Sleeping Diagonally

Tonight is the first night celebrating my freedom. Outside my beach house on Long Lake, I lie in my new queen-size bed supported by four white posts. The stars pop out. One here, another there. My head rests against plush pillows propped against a Victorian-style headboard. A white sheet and blanket cover me. In case it gets cooler as the night deepens, a pale blue comforter is folded at my feet. If any of my neighbors saw me now, they’d think I was posing for the cover of a bed-and-linen catalog.

The men who delivered my bed today, complete with box springs and mattress (extra firm, how I like it), looked puzzled when I told them to set it up on the beach. The skinny one scratched the back of his neck, looking down at the toe of his shoe, shifting sand back and forth. “Are you sure, lady?”

I didn’t want him to think I was totally mad, so I said “just for a while,” which really meant whenever I tired of sleeping outdoors or it got too cold or rainy—whichever came first. Sleeping outside in a real bed was beyond my usual conforming ways, but to the men, I pretended to be a flibbertigibbet. For once.

The man’s round-bellied partner shrugged. “Whatever.”

Even with this decision to sleep outdoors in a bona fide bed, I’ll never completely shake my propensity to conform. My dentist had carried on about how quickly my gums wrapped around the new bridge he’d installed in my lower left a few months ago. He clucked his tongue and shook his head, staring in awe. Said he’d never seen gums grip a new bridge so quickly. I was proud, and now, at the youthful age of forty-five, I’ve decided I’m never going to wear purple with a red hat.

Whatever my freedom brings, every dream, every hint of a wish, I shall fulfill—so long as it doesn’t hurt anyone, of course. I drove my youngest to college yesterday: now there’s no one here to embarrass. No one to say “aw, Mom!” like my son, or “what will your friends say when they see you?” like my daughter.

After the delivery truck trundled away, I made my bed out here under the afternoon sun, the sheets so blindingly white they took on a bluish cast. The mere act of holding on to their edges and tossing them away from me launched my newfound whimsy on the wind. On the initial air-filled billow, they whipped uncontrollably in the stiff breeze coming off the lake. After a few failed tries, I had to flop my body onto it to keep it from knotting up, giggling like I used to when I was with my friends in college.

As I lie here under the blanket of night, I say aloud, “My, the stars are beautiful!” I’d wish on one, but I have no wishes now. My eyes sink more deeply into the sky and I imagine a velvet cloth with threadbare spots where heaven shines through. The longer I stare, the more I feel enveloped in the womb of the universe, feeling not only small, but also full—full of possibilities.

I listen to the waves swishing up the shore and receding, but I don’t listen too closely for fear their rhythm may lull me to sleep before I finish my conscious dream. The breeze is fresh and dry. Reminds me of how alive I am.

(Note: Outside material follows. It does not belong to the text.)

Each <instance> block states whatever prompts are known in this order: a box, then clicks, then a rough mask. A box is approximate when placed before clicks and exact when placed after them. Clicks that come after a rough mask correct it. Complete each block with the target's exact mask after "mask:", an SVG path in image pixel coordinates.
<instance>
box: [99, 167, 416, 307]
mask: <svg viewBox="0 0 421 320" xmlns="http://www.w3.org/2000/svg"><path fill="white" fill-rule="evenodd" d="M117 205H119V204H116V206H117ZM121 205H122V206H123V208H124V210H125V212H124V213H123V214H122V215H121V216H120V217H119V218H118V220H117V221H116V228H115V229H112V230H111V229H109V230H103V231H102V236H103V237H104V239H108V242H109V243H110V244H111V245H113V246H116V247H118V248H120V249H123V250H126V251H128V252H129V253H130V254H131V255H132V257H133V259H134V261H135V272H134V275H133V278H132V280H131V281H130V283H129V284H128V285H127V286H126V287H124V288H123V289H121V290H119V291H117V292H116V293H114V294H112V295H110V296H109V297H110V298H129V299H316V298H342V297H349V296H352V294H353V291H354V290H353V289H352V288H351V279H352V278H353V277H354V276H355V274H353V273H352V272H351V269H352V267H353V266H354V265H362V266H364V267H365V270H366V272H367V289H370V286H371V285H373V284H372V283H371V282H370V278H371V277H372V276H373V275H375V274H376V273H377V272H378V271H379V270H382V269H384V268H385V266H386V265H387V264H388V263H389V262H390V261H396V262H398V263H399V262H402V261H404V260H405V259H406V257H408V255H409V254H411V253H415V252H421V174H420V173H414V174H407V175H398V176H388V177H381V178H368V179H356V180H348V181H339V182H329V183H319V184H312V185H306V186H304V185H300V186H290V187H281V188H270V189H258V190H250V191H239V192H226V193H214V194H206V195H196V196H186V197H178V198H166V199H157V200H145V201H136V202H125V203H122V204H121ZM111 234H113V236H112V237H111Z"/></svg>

I don’t worry about getting up in time for work. Surely the dawn will tickle me awake. I imagine the morning, stepping out of bed into sand. Cool and slipper-soft.

Funny how, in different phases of your life, you share a bed and other times you don’t. My mother told me she and Dad shared their bed with me when I was first born.

We lived with my grandparents and the extra bedroom was too small for a crib.

Later, when we moved into our own house, I shared a bed with my little sister. She was a toss-and-turner, and probably still is, God bless (and have mercy on) her dear husband.

Then came the college dorm and it wasn’t as exciting as I thought it’d be to have my own bed. A twin, too small for freedom.

Marriage came next, and it was back to sharing. Cold nights were comforting next to his body, hot as a furnace. He slept like a dog though, running in its sleep. His legs pedaled back and forth like a marathoner. His habit so repetitive he wore a hole in the bottom sheet every few months.

In time, he ran away. Perhaps all those nights he’d been preparing for the race of his life—to get as far away from me and the kids as his strong legs could carry him. I missed him for a while—a few hours, I think it was. But that very night, at bedtime, I realized I could sleep diagonally for the first time in my life. Not that it’s bad to share a bed, it’s just that there are trade-offs.

I’ve spent many a night counting my blessings and although it’s tempting to count the stars right now, it makes me sleepy wondering where to start. Instead, I’ll make a list of all the dreamy things I plan to do.

I shift my body diagonally, my head at one corner and my legs crisscrossed like scissors, stretched to the other corner. So much space! I nestle under the covers, content that tomorrow, the womb of the night will deliver me into another glorious day of freedom.